KEYNOTE: Reconfigurable Microwave Photonic Systems: Innovations and Outlook

We review recent progress in optoelectronic oscillators (OEOs) and microwave photonic (MWP) signal processing, emphasizing reconfigurable systems that enable tunability, multifunctional capability, and improved performance metrics. First, we introduce OEO architectures that support dynamic reconfiguration between single-tone, dual-tone, and mode-locked operation using programmable MWP filters. Building on this foundation, we demonstrate that incorporating cascaded zero-dispersion recirculating loops effectively suppresses multimode competition, achieving record-high single-mode suppression ratio while ensuring excellent phase noise performance. We then extend this concept to ultra-high-harmonic mode-locking and realize orders up to the 946th harmonic, enabling the generation of broadband microwave combs. Complementary efforts on dispersion-tuned mode-locking provide frequency agility without the need to introduce complex system setups. Second, we describe quantum dash optical frequency comb sources (QD-OFCs) for multifunctional MWP processors capable of performing a broad range of signal processing functions, including integer and fractional Hilbert transforms, differentiation and integration, analog-to-digital conversion, instantaneous frequency measurement, and reconfigurable beamforming.
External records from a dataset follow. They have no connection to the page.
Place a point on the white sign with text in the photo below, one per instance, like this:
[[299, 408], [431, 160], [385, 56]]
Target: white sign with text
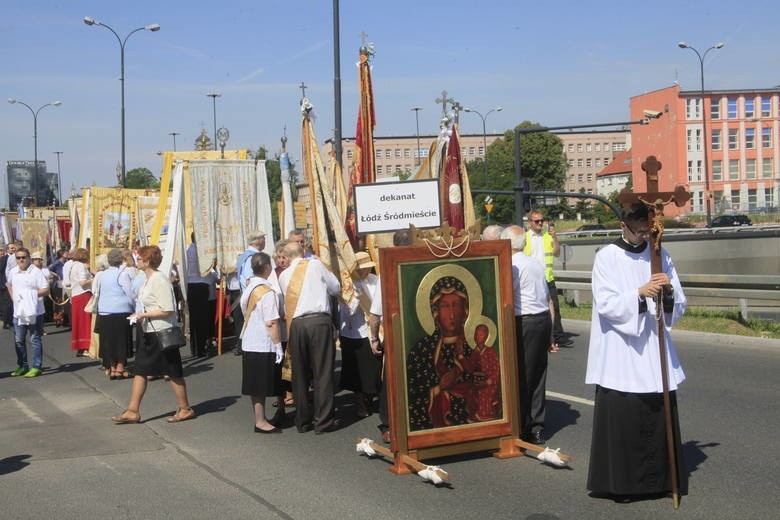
[[390, 206]]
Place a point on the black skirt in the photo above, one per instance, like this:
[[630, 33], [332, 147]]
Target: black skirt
[[151, 361], [261, 376], [114, 331], [361, 370], [628, 454]]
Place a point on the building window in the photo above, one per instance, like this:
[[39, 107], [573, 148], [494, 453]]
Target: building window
[[766, 168], [733, 139], [716, 140], [750, 108], [752, 199], [732, 108], [733, 169], [750, 138], [717, 170], [750, 169], [766, 107], [715, 108], [693, 108]]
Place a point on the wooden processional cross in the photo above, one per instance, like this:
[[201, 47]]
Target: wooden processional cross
[[655, 201]]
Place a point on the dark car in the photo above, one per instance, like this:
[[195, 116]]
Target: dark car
[[591, 227], [731, 220]]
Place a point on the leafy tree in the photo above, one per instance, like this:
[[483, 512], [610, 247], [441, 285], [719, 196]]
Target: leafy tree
[[542, 162], [141, 178]]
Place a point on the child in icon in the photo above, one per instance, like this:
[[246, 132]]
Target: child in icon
[[484, 403]]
These systems exploit the key features of QD-OFCs, namely uniform (flat) comb spectra, large number of comb lines, and high optical signal-to-noise ratio, and have strong potential for integration. Finally, we review recent advances in programmable integrated photonics, particularly in silicon and lithium niobate on insulator, for multifunctional MWP signal processing, positioning programmable MWP technologies as a cornerstone for future agile, multifunctional RF/optical front ends. Collectively, these developments underscore how reconfigurable MWP systems can deliver high-performance signal processing solutions for RF communications, sensing, and instrumentation.